Kementerian Kesehatan Rusia menggemakan sentimen tersebut. Menyusul publikasi laporan Prakarsa Keadilan Rusia, mereka mengutuk FGM di Dagestan dalam sebuah pernyataan. Kementerian Urusan Nasional Dagestan dan ombudsman anak setempat mengeluarkan pernyataan serupa. Kantor Kejaksaan Agung meluncurkan penyelidikan atas masalah ini, dan Maria Maksakova-Igenbergs, seorang penyanyi opera terkemuka dan anggota parlemen Duma Negara Bagian dari Partai Rusia Bersatu, telah menyusun undang-undang yang menguraikan hukuman penjara 10 tahun bagi pelaku FGM.
Aktivis setuju itu lebih baik daripada tidak sama sekali, tetapi ragu tekanan hukum eksternal akan menghentikan praktik tersebut dalam waktu dekat. Terutama karena RUU yang diperkenalkan oleh Maksakova-Igenbergs tidak dipikirkan matang-matang, kata Antonova. “Jelas bahwa (para legislator) terburu-buru untuk mengusulkan sesuatu, tetapi mereka tidak benar-benar mempelajari masalahnya dengan cukup baik.
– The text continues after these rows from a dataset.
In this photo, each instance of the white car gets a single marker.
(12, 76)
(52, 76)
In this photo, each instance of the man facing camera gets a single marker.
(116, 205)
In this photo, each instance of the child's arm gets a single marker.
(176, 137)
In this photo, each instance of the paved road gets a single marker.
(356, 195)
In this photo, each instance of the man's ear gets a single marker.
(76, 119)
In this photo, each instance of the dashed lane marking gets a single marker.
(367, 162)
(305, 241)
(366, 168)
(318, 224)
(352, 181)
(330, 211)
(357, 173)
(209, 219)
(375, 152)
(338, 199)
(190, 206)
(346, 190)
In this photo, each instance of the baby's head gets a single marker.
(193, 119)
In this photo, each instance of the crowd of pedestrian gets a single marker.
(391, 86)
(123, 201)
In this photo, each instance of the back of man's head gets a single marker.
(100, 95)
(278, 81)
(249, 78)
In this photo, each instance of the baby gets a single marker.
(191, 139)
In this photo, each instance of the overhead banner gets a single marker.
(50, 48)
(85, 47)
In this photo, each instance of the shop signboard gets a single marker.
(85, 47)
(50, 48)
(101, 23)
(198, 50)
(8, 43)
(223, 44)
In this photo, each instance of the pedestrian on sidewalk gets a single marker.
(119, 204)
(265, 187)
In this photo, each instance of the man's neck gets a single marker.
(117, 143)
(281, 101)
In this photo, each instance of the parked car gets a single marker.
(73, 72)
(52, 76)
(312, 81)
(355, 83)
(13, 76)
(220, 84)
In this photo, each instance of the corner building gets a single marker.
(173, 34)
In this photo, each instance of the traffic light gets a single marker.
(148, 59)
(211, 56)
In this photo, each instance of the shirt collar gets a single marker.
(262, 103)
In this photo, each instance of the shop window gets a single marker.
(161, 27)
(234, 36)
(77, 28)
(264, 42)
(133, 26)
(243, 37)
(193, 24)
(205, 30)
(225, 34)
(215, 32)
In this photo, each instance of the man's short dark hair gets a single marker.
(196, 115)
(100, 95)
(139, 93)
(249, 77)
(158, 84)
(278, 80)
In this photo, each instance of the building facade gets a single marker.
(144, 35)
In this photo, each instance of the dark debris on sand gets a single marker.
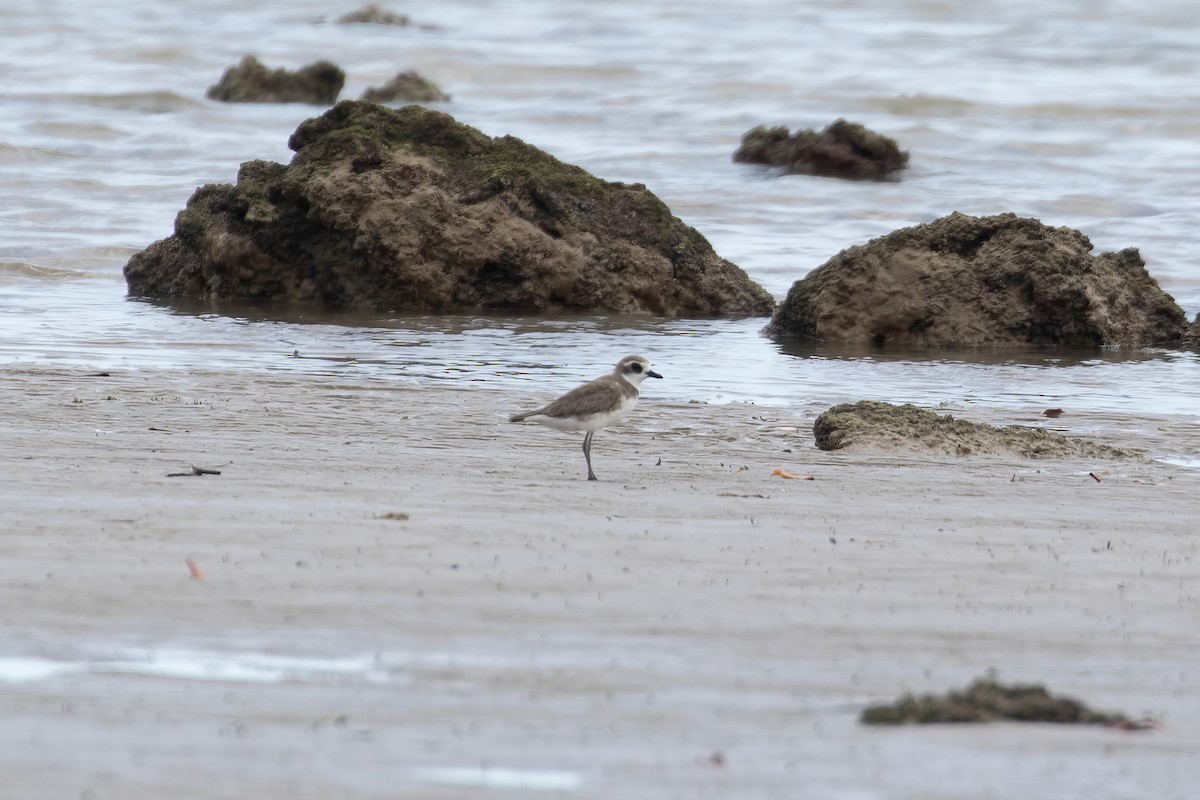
(987, 701)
RUU ini meninggalkan celah yang memungkinkan beberapa variasi FGM,” katanya.
Penting untuk dipahami bahwa FGM adalah norma sosial di masyarakat tempat praktik itu dilakukan, kata Mora dari UNFPA: “Anda harus mempelajari mengapa hal itu terjadi, dan Anda harus bekerja dengan masyarakat dan membuat mereka memahami bahwa hal itu memiliki implikasi kesehatan. dan merupakan pelanggaran hak asasi manusia.”
Secara keseluruhan, pemberantasan FGM di wilayah tersebut akan membutuhkan puluhan tahun pendidikan dan pekerjaan penjangkauan di wilayah tersebut, kata Rochowanski.
“Saya mengerti bahwa hak-hak perempuan bukanlah prioritas utama bagi Kremlin di Kaukasus Utara, wilayah paling kejam dan termiskin di Rusia,” kata Rochowanski. “Tapi mereka tidak mengerti bahwa ketika perempuan diberdayakan dan kesetaraan gender benar-benar berhasil, masyarakat menjadi lebih damai dan lebih aman.”